[Re] Reproducing 'Identifying through flows for recovering latent representations'
Scope of Reproducibility
The authors claim to introduce a model for recovering the latent representation of observed data, that outperforms the state-of-the-art method for this task; namely the iVAE model. They claim that iFlow outperforms iVAE both in preservation of the original geometry of source manifold and correlation per dimension of the latent space.
To reproduce the results of the paper, the main experiments are reproduced and the figures are recreated. To do so, we largely worked with code from the repository belonging to the original paper. We added plotting functionality as well as various bug fixes and optimisations. Additionally, attempts were made to improve the iVAE by making it more complex and fixing a mistake in its implementation.We also tried to investigate possible correlation between the structure of the dataset and the performance.
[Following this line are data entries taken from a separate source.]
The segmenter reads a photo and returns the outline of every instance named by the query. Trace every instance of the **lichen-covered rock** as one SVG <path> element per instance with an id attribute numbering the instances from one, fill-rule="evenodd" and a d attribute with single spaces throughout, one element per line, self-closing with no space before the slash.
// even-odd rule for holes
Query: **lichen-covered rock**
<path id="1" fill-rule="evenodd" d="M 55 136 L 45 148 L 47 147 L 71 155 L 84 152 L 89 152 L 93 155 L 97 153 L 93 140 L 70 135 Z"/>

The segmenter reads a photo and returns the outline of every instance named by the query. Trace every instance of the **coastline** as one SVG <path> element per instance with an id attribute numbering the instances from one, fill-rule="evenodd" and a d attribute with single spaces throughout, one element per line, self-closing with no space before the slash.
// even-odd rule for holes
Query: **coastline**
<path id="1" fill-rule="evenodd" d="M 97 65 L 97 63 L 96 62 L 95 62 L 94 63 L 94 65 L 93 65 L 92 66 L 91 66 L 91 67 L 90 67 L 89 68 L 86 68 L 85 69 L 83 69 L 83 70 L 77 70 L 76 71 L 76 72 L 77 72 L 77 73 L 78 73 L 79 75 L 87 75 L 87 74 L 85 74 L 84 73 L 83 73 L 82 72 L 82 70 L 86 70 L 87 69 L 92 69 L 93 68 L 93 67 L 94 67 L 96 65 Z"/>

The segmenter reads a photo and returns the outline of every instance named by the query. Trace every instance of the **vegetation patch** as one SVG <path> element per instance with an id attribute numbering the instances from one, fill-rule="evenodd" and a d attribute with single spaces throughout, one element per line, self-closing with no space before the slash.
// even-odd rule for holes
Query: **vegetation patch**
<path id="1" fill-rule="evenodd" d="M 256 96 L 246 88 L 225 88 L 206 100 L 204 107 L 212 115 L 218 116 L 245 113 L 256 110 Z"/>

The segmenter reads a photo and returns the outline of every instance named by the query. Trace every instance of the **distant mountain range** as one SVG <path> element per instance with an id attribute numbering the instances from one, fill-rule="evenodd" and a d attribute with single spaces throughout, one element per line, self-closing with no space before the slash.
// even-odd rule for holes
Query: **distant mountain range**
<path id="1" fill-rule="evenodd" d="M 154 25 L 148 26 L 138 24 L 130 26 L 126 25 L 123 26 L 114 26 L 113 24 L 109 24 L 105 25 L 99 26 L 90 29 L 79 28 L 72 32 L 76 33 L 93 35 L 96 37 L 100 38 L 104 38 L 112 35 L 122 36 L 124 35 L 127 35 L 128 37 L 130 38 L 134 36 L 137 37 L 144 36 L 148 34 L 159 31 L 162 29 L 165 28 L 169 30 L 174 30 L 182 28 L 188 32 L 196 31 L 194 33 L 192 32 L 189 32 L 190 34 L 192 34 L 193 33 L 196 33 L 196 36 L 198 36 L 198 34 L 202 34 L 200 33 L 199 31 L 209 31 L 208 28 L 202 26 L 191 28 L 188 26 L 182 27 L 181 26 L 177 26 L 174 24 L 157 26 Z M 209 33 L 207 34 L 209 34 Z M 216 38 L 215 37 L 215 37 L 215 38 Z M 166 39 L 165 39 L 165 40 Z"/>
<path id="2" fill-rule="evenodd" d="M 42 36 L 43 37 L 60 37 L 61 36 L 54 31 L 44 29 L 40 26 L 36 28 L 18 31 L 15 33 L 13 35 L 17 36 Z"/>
All code used is publicly available at https://github.com/HiddeLekanne/Reproducibility-Challenge-iFlow.
The obtained mean and standard deviation of the MCC over 100 seeds are within 1 percent of the results reported in the paper. The iFlow model obtained a mean MCC score of 0.718 (0.067). Efforts to improve and correct the baseline increased the mean MCC score from 0.483 (0.059) to 0.556 (0.061). The performance, however, remains worse than the performance of iFlow, further supporting the authorsʼ claim that the iFlow implementation is correct and more effective than iVAE.
What was easy
The GitHub repository associated with the paper provided most necessary code and ran with only minor changes. The code included all model implementations and data generation. The script that was used to obtain results was provided, which allowed us to determine which exact hyperparameters were used with experiments on the iFlow models. Overall, the code was well organised and the structure was easy to follow.
What was difficult
The specific versions of the Python libraries used were unknown, which made it infeasible to achieve the exact results from the paper when running on the same seeds. The code used to create figures 1-3 in the original paper was missing and had to be recreated. Furthermore, the long time the models needed to train made experimentation with e.g., different hyperparameters challenging. Finally, the code was largely undocumented.
Communication with original authors
Communication with the authors was attempted but could not be established.